The partnership between Norman Hugh Seabrook (12 January 1906-9 September 1978) and Alan Fildes (1909–1956) was formally established in 1936, and was amongst the few in Victoria to show an influence of European modernism. By applying and adapting European modernist design principles to a broad range of civic, industrial, commercial and residential buildings, Seabrook and Fildes played a primary role in the dissemination of modernist architecture in Victoria. The practice operated as Seabrook, Fildes and Hunt from 1955 up until Fildes death in 1956, carrying on as Seabrook, Hunt and Dale until Norman Seabrook's retirement in 1976.
Norman Hugh Seabrook was born in the Melbourne suburb of Northcote in 1906. He received his education at Brighton College, Wesley, and Hassets Commercial College Prahran, and gained his Architectural articles working for A.R. Barnes in 1924-26. He continued his studies at the University of Melbourne Architecture Atelier from 1927–31, before working for 18 months in Britain and travelling in Europe, possibly gaining first-hand experiences of the Dutch Functionalists and working on projects influenced by them in Britain.

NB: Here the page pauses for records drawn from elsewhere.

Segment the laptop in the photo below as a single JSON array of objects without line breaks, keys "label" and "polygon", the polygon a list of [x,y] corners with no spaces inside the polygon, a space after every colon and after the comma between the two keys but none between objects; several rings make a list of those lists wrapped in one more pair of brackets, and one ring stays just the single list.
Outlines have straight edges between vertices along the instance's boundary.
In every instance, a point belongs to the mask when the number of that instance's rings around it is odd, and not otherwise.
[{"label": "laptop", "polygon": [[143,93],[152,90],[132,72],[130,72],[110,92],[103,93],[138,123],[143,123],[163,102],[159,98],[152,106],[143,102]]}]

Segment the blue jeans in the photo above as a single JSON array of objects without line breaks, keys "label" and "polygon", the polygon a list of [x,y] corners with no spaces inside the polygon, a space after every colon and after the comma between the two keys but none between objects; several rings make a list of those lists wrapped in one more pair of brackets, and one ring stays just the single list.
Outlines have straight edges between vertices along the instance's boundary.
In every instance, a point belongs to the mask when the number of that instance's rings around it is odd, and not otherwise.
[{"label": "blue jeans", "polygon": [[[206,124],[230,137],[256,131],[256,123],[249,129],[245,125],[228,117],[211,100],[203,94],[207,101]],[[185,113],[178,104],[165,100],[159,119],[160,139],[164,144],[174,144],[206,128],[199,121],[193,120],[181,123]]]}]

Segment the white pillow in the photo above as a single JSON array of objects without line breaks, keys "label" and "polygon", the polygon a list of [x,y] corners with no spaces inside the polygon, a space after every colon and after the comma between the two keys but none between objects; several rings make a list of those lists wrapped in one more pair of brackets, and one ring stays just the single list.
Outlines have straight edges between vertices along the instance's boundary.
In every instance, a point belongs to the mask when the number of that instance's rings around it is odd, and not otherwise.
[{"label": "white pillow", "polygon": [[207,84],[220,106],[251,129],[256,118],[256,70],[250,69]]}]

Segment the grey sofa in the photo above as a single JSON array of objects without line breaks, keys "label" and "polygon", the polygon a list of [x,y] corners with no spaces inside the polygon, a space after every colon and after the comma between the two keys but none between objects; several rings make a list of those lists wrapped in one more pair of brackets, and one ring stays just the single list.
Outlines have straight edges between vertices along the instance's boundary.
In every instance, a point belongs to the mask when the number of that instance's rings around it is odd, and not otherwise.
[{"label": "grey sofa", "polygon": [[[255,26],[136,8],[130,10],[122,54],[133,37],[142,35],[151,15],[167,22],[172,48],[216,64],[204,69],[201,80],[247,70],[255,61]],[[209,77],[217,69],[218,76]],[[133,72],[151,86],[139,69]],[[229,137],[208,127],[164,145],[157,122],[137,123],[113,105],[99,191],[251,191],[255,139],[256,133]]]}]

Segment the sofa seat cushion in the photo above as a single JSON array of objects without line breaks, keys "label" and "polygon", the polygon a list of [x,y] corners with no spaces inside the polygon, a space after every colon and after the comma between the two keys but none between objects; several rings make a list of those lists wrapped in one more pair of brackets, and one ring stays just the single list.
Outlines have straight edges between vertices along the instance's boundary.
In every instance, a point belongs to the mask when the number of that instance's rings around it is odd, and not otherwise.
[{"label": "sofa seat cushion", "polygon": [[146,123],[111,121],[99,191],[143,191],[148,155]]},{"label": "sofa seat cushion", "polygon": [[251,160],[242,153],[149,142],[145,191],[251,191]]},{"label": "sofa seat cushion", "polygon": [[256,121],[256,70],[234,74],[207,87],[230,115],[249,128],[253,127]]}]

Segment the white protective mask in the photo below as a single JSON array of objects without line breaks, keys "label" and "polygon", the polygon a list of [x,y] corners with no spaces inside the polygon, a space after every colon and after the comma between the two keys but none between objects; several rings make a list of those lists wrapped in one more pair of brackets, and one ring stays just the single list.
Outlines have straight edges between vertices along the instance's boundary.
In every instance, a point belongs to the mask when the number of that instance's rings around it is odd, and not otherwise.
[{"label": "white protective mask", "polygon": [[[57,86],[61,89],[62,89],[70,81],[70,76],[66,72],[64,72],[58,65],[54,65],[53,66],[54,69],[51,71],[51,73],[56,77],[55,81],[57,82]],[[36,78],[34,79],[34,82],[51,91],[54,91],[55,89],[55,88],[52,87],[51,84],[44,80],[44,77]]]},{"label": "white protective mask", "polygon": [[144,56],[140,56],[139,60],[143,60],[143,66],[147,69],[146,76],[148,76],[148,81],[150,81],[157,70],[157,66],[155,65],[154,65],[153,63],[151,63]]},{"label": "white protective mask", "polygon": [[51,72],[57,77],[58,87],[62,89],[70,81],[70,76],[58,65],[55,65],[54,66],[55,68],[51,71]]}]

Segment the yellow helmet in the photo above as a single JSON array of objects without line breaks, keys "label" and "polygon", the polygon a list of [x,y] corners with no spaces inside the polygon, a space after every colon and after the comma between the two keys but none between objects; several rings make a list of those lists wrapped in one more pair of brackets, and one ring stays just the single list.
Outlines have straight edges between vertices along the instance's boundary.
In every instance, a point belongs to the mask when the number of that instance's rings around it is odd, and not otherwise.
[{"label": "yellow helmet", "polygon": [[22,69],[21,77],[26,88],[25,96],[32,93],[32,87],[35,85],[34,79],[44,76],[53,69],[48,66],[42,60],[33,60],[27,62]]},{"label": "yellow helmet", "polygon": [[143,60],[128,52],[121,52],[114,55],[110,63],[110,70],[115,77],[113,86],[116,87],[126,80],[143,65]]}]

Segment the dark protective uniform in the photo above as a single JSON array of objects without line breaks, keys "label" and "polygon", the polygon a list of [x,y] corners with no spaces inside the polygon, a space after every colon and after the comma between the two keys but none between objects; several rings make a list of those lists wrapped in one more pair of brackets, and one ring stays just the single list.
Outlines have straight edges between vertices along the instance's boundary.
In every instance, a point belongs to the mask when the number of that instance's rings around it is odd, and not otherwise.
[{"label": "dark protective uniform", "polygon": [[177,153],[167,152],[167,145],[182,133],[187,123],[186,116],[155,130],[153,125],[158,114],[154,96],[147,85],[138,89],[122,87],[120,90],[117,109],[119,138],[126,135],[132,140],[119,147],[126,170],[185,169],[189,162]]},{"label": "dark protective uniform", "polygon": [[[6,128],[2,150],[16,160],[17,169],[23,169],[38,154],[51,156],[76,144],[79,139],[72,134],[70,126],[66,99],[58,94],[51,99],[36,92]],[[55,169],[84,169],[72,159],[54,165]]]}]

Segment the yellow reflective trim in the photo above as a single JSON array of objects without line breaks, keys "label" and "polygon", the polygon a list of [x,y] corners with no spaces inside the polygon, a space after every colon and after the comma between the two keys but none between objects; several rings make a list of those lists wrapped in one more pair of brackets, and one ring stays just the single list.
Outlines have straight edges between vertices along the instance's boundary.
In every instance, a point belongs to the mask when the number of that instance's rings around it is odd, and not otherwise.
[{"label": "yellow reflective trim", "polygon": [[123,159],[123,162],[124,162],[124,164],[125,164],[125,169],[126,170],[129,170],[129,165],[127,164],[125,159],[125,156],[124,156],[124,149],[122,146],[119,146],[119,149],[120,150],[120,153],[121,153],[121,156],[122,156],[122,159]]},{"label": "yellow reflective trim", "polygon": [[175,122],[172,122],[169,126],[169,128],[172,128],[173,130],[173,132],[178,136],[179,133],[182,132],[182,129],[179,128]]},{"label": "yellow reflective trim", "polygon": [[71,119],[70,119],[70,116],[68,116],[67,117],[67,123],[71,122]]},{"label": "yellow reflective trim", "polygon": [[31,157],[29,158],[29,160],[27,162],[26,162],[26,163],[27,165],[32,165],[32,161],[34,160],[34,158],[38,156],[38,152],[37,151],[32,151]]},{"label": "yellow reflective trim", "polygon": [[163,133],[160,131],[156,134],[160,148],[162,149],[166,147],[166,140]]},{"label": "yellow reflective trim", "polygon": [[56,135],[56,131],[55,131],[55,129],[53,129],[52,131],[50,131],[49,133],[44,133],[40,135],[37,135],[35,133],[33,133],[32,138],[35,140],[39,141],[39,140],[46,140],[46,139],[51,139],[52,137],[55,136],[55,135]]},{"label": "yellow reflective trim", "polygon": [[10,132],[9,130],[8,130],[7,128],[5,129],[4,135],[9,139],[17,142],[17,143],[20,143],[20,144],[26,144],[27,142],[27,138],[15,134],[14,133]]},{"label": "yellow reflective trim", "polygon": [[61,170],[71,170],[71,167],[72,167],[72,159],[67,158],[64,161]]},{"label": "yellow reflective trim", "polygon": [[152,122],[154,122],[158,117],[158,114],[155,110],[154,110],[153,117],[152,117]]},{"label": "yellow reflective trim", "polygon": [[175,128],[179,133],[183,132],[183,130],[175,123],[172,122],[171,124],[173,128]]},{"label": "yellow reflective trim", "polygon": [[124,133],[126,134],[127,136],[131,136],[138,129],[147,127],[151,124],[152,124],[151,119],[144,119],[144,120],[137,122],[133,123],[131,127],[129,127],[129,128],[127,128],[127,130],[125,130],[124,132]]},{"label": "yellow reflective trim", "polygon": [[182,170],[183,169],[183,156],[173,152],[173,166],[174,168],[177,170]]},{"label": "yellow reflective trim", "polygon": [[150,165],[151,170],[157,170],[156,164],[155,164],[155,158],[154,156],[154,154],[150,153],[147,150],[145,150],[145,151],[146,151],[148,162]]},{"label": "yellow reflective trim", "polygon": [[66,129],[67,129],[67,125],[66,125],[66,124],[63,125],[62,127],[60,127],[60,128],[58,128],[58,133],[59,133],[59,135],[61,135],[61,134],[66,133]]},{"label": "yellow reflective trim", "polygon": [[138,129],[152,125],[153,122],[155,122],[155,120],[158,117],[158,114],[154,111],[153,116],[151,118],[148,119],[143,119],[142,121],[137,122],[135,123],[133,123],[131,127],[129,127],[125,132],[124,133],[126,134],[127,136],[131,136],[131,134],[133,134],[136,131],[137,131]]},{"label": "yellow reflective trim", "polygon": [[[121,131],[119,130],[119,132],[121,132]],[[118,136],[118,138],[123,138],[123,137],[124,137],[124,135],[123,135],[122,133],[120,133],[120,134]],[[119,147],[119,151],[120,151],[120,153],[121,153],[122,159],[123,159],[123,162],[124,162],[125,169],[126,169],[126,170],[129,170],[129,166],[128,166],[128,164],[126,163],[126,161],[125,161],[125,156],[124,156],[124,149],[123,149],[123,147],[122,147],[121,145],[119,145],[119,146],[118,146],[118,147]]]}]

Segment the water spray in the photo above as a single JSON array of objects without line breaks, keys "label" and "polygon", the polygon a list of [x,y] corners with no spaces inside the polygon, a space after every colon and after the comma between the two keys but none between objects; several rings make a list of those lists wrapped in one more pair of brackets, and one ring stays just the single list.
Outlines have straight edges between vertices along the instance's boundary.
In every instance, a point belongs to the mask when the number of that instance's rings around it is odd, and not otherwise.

On his return to Melbourne in 1933 he won the competition to design the new Mac.Robertson Girls' High school, which he completed with the assistance of Alan Fildes, who he entered into partnership with in 1936. The partnership ended in 1956 with the death of Fildes. Seabrook taught briefly at the University of Melbourne in the 1950s, and continued practicing as Seabrook Hunt and Dale until his retirement in 1976. He died two years later in 1978.
Alan Fildes was born in the Melbourne suburb of Richmond in 1909. He studied modelling, architecture, construction and carpentry at Brighton Technical College. He received his certificate of architectural registration while working for Oakley and Parkes in 1933. By 1936 he had entered into practice with Norman Seabrook, Seabrook as the main designer, Fildes managing the projects and running the office. Alan Fildes died in 1956 at the age of 47.
Amongst the office staff of Seabrook & Fildes was Russian-born architect Anatol Kagan (1913-2009), who worked there in the late 1930s and later became a prominent practitioner in his own right.
Mac.Robertson Girls' High school was constructed in 1933-34 to Norman Seabrook’s competition-winning design. It remains one of the first and best examples of Modernist architecture in Melbourne and was said by Robin Boyd to have signalled ‘the 1934 revolution’ of Victorian architecture. Influenced by Dutch Architect Willem Marinus Dudok’s Hilversum City Hall, the school was arranged in a functionalist manner, breaking the program down into series of intersecting cream-brick volumes according to De Stijl principles, interrupted by large strips of red-framed windows and blue-glazed window sills. The building was a radical departure from school buildings of the time, even including a rooftop classroom, and was the first Willem Marinus Dudok inspired building designed by Seabrook, the principles of which would be repeated and adapted through much of the practices later work.